Cosmonauts Fyodor Yurchikhin and Alexander Misurkin are expected to spend about six and a half hours spacewalking outside the space station to install power and Ethernet cables on the orbiting lab's Russian segment. The cables will route power and data for Russia’s new "Nauka" Multipurpose Laboratory Module, which is slated to launch toward the International Space Station atop a Russian Proton rocket in upcoming months.
Today's spacewalk is slated to begin at 10:40 a.m. EDT (1440 GMT) when Yurchikhin and Misrukin open the outer airlock hatch on the station’s Earth-facing Pirs docking compartment. You can watch the Russian spacewalk live on SPACE.com here, courtesy of NASA, beginning at 10 a.m. EDT (1400 GMT).
Yurchikhin and Misurkin will wear bulky Russian Orlan spacesuits during their spacewalk. The cosmonauts also plan to install a new set of experiments on the station's exterior to study the effects of weightlessness in low-Earth orbit. It will be the seventh career spacewalk for Yurchikhin and second excursion for Misurkin.

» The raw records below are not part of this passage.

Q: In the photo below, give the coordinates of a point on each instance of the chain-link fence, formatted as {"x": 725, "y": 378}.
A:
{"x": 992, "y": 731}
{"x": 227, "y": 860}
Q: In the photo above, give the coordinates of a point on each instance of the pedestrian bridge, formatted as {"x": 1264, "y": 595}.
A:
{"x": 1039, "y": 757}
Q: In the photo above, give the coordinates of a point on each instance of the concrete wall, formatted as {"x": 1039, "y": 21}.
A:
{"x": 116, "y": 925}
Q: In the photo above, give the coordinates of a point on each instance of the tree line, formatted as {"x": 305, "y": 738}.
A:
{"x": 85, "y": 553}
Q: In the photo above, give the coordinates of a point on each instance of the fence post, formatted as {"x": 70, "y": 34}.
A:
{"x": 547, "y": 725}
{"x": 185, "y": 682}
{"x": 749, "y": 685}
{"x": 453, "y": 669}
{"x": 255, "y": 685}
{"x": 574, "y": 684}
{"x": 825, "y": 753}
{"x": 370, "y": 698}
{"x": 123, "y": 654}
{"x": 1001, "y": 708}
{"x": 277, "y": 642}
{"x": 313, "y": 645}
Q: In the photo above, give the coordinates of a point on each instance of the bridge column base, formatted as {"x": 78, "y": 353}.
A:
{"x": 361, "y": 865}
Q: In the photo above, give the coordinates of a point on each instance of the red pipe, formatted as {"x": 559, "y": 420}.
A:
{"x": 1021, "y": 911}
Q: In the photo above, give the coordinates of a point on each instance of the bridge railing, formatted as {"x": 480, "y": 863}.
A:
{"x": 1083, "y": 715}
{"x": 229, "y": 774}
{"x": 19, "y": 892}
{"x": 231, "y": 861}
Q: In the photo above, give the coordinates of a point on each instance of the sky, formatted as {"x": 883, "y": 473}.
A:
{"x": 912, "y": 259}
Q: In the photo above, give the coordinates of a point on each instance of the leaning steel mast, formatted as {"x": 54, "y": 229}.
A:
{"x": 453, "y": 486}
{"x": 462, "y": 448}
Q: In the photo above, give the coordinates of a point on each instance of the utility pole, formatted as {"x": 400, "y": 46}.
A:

Today's spacewalk is the first of two spacewalks by Yurchikhin and Misurkin in August, and the second dedicated to installing cables for the new Nauka Multipurpose Laboratory (its name means "Science" in Russian). The two cosmonauts began the cable work during a June spacewalk, and will venture outside the space station again on Aug. 22 to perform more maintenance work in orbit.
The spacewalk today will mark the 172nd dedicated to space station construction and maintenance since assembly began on the orbiting lab in 1998. The space station is the largest human-built object in space and is overseen by NASA, Russia and the space agencies of Europe, Canada and Japan. Altogether, 15 different countries work together to the space station project.
While Yurchikhin Misurkin work outside, four other crewmembers will watch over their work from inside the space station. NASA astronauts Chris Cassidy and Karen Nyberg, cosmonaut Pavel Vinogradov and Italian astronaut Luca Parmitano are those who will remain inside. Together, the six spaceflyers make up the space station's Expedition 36 crew.
Rotating crews of astronauts and cosmonauts have lived aboard the International Space Station continuously since 2000.